BLOOMINGTON, Ind. - Collaboration between community organizations and unions is widespread, but such partnerships come with their own set of challenges. A new study released by researchers at the Paul H. O’Neill School of Public and Environmental Affairs and the University of Illinois, however, analyzed field data to identify and showcase ways community organizations mitigate any drawbacks to the partnership, which can lead to more fruitful and successful collaborations.
The article, “Sustaining the grassroots: How community organizations mitigate the downsides of collaborating with unions,” was recently published in the Journal of Urban Affairs. Using survey data from the National Study of Community Organizing and interview data from community-labor coalitions in Chicago, St. Louis, and Denver, the researchers looked at three strategies—shaping campaigns, rationing participation, or not participating—community organizations use to deal with the downsides that come with the collaboration.

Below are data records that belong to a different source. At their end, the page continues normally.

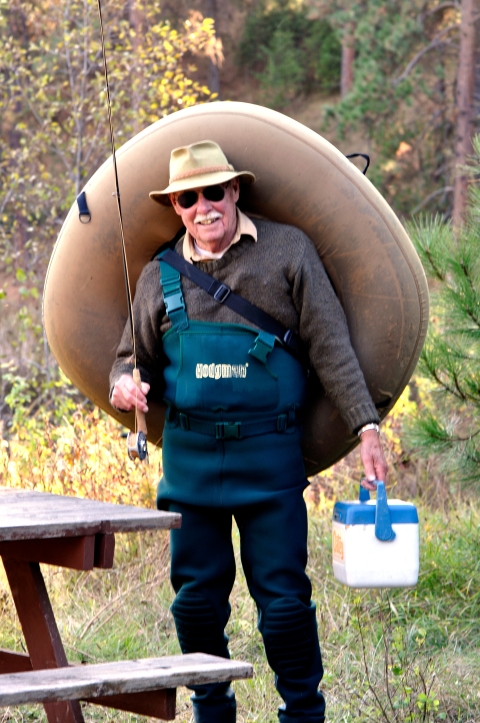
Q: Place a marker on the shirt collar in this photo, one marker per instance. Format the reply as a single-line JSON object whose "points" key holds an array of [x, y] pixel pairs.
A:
{"points": [[245, 227]]}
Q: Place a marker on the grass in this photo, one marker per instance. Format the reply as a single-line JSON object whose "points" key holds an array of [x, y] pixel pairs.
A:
{"points": [[390, 656]]}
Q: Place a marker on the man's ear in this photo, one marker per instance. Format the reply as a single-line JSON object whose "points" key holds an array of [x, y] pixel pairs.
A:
{"points": [[235, 188]]}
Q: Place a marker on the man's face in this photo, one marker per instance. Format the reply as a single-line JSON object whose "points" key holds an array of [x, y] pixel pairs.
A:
{"points": [[211, 223]]}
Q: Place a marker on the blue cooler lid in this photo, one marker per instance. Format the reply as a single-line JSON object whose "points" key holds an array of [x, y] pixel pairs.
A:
{"points": [[363, 513]]}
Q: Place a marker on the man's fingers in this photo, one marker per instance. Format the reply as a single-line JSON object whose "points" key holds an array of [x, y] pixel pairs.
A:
{"points": [[126, 395], [373, 458]]}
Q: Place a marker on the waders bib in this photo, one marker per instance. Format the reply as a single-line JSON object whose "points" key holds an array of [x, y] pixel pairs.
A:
{"points": [[231, 446]]}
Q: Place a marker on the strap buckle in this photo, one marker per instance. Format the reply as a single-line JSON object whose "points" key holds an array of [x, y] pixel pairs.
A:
{"points": [[222, 293], [228, 430], [174, 302]]}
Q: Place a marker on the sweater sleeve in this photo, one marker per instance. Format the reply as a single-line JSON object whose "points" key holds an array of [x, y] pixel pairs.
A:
{"points": [[323, 328], [148, 312]]}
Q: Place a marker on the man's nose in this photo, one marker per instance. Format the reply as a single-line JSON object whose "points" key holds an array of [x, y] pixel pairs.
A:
{"points": [[202, 204]]}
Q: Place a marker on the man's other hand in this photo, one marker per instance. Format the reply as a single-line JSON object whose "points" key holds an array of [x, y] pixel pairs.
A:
{"points": [[126, 395], [373, 459]]}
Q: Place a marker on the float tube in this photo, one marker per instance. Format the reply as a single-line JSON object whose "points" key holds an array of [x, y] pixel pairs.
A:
{"points": [[302, 180]]}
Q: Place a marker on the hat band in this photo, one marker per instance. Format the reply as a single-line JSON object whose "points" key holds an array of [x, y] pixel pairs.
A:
{"points": [[200, 172]]}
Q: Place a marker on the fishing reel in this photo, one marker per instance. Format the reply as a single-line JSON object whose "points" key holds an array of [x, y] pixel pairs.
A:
{"points": [[137, 441], [137, 446]]}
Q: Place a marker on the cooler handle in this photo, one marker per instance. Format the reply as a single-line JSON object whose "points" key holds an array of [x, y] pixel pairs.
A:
{"points": [[383, 523]]}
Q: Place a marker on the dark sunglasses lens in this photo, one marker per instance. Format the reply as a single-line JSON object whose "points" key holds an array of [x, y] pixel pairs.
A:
{"points": [[187, 199], [214, 193]]}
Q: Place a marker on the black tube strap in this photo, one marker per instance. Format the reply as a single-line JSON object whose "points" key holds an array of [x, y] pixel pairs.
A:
{"points": [[365, 158], [83, 211], [224, 295]]}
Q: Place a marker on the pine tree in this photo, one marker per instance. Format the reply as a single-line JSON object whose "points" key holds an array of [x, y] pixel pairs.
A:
{"points": [[450, 427]]}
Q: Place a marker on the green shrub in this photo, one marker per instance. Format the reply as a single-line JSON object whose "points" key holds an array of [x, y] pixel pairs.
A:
{"points": [[288, 53]]}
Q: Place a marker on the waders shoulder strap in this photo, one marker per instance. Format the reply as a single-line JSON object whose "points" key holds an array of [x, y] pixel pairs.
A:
{"points": [[224, 295]]}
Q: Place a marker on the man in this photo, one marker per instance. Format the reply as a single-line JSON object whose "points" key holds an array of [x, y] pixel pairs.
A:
{"points": [[231, 444]]}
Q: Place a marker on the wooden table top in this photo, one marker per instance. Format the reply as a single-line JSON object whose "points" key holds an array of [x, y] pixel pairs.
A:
{"points": [[28, 515]]}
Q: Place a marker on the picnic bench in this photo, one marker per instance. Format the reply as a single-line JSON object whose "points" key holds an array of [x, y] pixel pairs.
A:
{"points": [[37, 527]]}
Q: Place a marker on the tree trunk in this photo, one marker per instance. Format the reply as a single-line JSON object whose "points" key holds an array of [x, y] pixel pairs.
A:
{"points": [[348, 57], [465, 116]]}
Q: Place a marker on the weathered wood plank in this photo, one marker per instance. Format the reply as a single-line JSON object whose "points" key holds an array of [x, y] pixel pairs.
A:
{"points": [[11, 662], [77, 553], [40, 631], [118, 678], [26, 514]]}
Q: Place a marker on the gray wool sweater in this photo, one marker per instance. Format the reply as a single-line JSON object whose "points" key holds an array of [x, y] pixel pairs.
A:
{"points": [[282, 274]]}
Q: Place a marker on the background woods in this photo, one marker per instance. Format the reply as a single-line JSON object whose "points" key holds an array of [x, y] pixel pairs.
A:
{"points": [[399, 80]]}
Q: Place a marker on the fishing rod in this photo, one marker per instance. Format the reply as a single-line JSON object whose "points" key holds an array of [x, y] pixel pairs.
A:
{"points": [[137, 440]]}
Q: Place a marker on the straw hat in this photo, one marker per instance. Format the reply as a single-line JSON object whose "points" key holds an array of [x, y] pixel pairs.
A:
{"points": [[197, 165]]}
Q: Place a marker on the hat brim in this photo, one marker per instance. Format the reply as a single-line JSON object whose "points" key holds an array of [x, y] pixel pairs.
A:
{"points": [[205, 179]]}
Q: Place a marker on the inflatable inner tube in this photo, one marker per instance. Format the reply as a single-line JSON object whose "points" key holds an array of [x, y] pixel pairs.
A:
{"points": [[302, 180]]}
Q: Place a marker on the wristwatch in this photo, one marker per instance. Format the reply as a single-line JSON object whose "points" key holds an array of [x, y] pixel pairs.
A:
{"points": [[366, 427]]}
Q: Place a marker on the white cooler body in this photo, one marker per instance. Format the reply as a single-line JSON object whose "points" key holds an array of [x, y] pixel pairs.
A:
{"points": [[362, 560]]}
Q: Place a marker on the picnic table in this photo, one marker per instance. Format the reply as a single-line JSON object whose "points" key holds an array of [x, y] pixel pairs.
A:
{"points": [[76, 533]]}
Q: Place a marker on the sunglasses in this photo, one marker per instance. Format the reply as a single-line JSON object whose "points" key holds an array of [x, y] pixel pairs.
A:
{"points": [[187, 199]]}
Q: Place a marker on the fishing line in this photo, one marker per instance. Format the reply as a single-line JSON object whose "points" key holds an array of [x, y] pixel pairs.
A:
{"points": [[136, 447]]}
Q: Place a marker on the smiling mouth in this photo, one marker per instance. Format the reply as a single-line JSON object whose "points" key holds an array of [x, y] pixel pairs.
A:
{"points": [[207, 220]]}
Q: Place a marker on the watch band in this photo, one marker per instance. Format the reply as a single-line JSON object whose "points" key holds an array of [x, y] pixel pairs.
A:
{"points": [[366, 427]]}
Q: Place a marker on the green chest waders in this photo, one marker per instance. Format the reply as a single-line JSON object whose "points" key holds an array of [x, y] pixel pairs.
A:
{"points": [[231, 445], [234, 399]]}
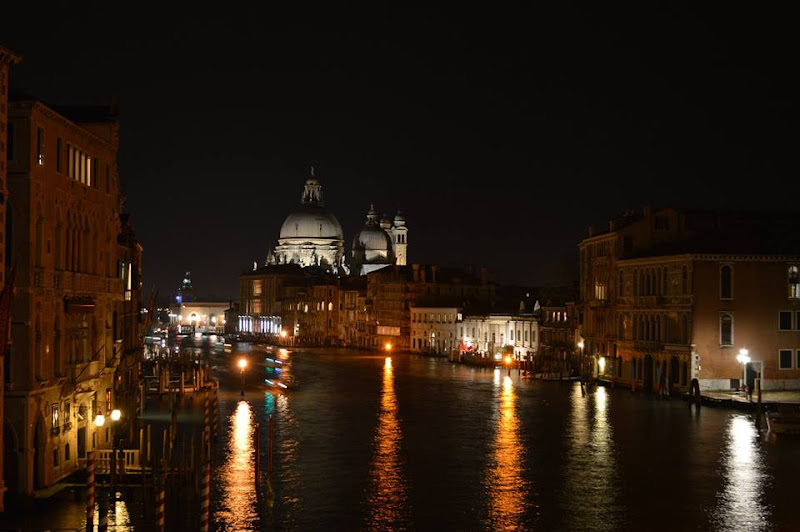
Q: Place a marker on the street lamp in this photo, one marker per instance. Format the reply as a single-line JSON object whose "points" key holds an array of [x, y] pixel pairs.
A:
{"points": [[242, 366], [744, 359]]}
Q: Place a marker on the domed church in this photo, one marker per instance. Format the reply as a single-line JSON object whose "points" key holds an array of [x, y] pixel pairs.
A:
{"points": [[310, 236], [379, 244]]}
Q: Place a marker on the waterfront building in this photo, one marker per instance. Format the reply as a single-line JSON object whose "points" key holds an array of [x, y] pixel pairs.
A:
{"points": [[201, 316], [353, 311], [559, 338], [435, 326], [260, 303], [678, 294], [493, 334], [75, 284], [310, 308], [7, 58], [392, 291]]}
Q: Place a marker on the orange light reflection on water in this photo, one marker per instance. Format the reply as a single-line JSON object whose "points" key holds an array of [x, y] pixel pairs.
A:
{"points": [[507, 489], [238, 503], [387, 500]]}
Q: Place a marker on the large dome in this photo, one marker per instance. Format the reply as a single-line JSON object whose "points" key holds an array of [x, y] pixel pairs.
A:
{"points": [[311, 222]]}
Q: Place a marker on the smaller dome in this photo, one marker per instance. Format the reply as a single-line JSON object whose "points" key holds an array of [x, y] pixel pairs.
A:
{"points": [[372, 238]]}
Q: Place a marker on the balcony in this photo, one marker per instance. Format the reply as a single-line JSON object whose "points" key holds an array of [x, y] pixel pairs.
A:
{"points": [[648, 345]]}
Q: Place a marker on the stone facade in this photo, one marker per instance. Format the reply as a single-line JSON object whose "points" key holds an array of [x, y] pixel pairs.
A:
{"points": [[75, 284], [674, 295], [7, 58]]}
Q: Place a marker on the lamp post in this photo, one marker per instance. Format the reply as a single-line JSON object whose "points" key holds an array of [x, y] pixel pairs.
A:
{"points": [[744, 359], [242, 366]]}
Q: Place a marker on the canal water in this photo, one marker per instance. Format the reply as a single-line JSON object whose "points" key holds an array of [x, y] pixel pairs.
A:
{"points": [[362, 441]]}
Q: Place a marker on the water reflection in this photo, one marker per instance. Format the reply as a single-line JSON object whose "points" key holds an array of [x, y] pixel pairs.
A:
{"points": [[238, 509], [740, 505], [591, 468], [387, 501], [506, 487]]}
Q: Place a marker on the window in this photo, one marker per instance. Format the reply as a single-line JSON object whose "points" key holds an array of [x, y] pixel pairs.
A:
{"points": [[785, 320], [785, 359], [726, 330], [600, 290], [726, 282], [794, 283], [59, 155], [684, 280], [40, 146], [10, 141]]}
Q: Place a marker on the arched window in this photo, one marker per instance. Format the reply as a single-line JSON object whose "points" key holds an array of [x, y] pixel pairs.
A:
{"points": [[726, 282], [794, 282], [726, 329], [684, 280]]}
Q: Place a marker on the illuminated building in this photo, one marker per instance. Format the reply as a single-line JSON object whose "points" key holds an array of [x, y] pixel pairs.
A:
{"points": [[7, 58], [311, 235], [77, 284], [673, 295]]}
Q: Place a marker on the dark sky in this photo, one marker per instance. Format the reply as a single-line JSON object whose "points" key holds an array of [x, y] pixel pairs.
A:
{"points": [[502, 136]]}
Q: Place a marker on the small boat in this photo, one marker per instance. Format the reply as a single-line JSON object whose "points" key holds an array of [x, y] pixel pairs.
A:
{"points": [[784, 422]]}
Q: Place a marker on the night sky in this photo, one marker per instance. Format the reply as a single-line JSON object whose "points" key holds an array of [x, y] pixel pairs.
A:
{"points": [[501, 136]]}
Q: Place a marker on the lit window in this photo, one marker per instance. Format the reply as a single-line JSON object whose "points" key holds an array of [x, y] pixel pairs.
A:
{"points": [[794, 283], [785, 320], [785, 359], [726, 282], [726, 330], [40, 146]]}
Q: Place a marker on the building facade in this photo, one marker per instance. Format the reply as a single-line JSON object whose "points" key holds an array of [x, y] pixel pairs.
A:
{"points": [[677, 295], [7, 58], [71, 284]]}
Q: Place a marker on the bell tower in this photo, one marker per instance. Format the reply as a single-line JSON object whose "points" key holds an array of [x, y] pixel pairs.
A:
{"points": [[400, 239]]}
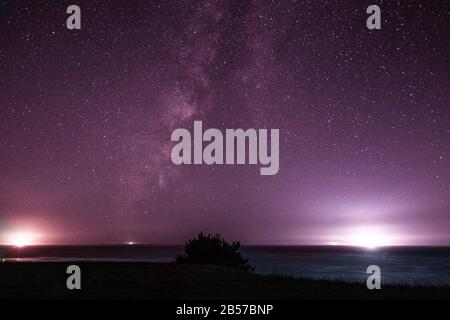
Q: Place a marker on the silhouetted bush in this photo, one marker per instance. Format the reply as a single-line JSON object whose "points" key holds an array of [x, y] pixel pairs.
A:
{"points": [[213, 249]]}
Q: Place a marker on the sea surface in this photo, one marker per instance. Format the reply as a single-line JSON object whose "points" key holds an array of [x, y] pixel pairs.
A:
{"points": [[399, 265]]}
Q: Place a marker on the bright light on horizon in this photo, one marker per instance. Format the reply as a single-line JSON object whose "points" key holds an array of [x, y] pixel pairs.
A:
{"points": [[368, 237], [21, 238]]}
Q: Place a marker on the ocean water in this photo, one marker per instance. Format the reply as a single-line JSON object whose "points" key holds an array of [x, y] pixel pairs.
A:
{"points": [[399, 265]]}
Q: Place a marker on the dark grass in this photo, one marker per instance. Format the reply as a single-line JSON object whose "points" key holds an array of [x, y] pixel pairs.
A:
{"points": [[125, 280]]}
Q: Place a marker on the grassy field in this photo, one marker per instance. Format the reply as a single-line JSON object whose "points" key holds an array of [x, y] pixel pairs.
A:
{"points": [[120, 280]]}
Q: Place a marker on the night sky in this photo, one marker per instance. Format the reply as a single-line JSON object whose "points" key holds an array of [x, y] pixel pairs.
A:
{"points": [[364, 118]]}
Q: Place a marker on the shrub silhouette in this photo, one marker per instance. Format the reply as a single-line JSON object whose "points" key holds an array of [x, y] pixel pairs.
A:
{"points": [[213, 249]]}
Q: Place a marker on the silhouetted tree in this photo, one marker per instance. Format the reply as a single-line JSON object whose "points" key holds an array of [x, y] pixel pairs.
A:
{"points": [[213, 249]]}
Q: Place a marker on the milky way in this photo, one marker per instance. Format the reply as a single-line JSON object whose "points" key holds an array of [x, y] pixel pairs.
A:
{"points": [[364, 118]]}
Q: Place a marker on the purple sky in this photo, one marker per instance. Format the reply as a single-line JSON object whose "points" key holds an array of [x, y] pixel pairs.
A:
{"points": [[364, 117]]}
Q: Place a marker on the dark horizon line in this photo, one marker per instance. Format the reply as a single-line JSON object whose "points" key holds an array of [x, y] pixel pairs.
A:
{"points": [[136, 244]]}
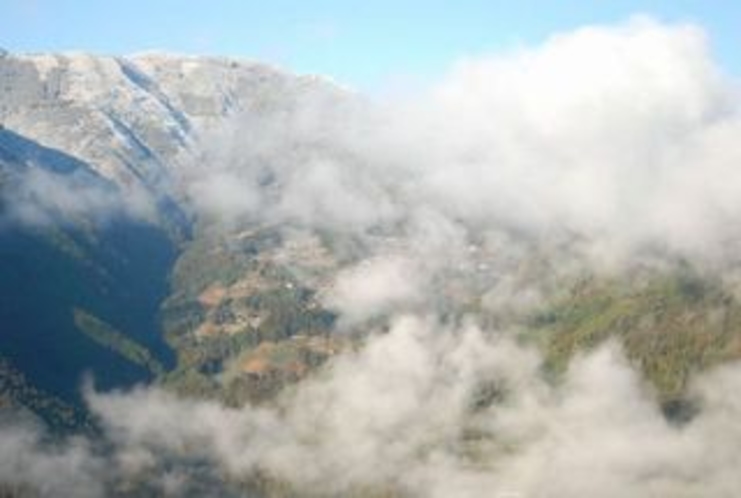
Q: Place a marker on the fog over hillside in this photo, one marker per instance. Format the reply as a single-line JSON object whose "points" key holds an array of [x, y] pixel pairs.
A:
{"points": [[610, 150]]}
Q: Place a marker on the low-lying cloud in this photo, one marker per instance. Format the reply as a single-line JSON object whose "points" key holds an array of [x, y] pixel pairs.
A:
{"points": [[622, 137], [423, 410], [600, 146]]}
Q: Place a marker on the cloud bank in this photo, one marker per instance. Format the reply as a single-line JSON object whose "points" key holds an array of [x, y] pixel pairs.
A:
{"points": [[602, 145]]}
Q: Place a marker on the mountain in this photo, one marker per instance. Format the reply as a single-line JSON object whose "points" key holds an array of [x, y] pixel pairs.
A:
{"points": [[82, 140], [137, 281]]}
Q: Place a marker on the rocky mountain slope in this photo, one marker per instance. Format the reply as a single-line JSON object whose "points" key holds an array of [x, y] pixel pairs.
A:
{"points": [[137, 281]]}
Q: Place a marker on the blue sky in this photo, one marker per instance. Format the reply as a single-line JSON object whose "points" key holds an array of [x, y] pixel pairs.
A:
{"points": [[365, 44]]}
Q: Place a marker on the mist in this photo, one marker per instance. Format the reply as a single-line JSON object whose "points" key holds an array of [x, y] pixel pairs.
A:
{"points": [[603, 148]]}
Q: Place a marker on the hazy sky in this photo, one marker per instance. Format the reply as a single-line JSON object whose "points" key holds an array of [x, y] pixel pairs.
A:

“Community-based advocacy organizations and labor unions often seek similar social outcomes, but they differ in how they are organized and how they seek to influence public policy,” said Brad Fulton, an associate professor at the O’Neill School and lead author of the study. “The former organize people through communities and neighborhoods and they implement a strong ground game. The latter organize people through their workplace, and they implement a strong ‘air game.’ By working together, they can increase their impact. However, such collaborations can have downsides. This research examines those downsides and how to address them.”
The study also showed that there is a need to consider how partnerships between unions and community organizations impact and change each collaborator in the long-term, in both positive and negative ways, even after the partnership comes to an end. For instance, the ability of community organizers to engage elected officials on behalf of workers and unions has led to policy changes that have helped, and sometimes hindered, both sides of the equation.
“Collaborations tend to be presented as ‘all good’,” Fulton said. “They do produce a lot of good, but it’s important to be aware of the potential downsides and address them early on. Collaborations can be more effective and sustainable if the potential downsides are known and addressed from the beginning.”
Fulton will continue to study the benefits and drawbacks of community-labor coalitions through his Observing Civic Engagement project, an ongoing effort that uses systematic social observation to collect data on organizations’ internal dynamic and to understand how those dynamics influence organizational outcomes.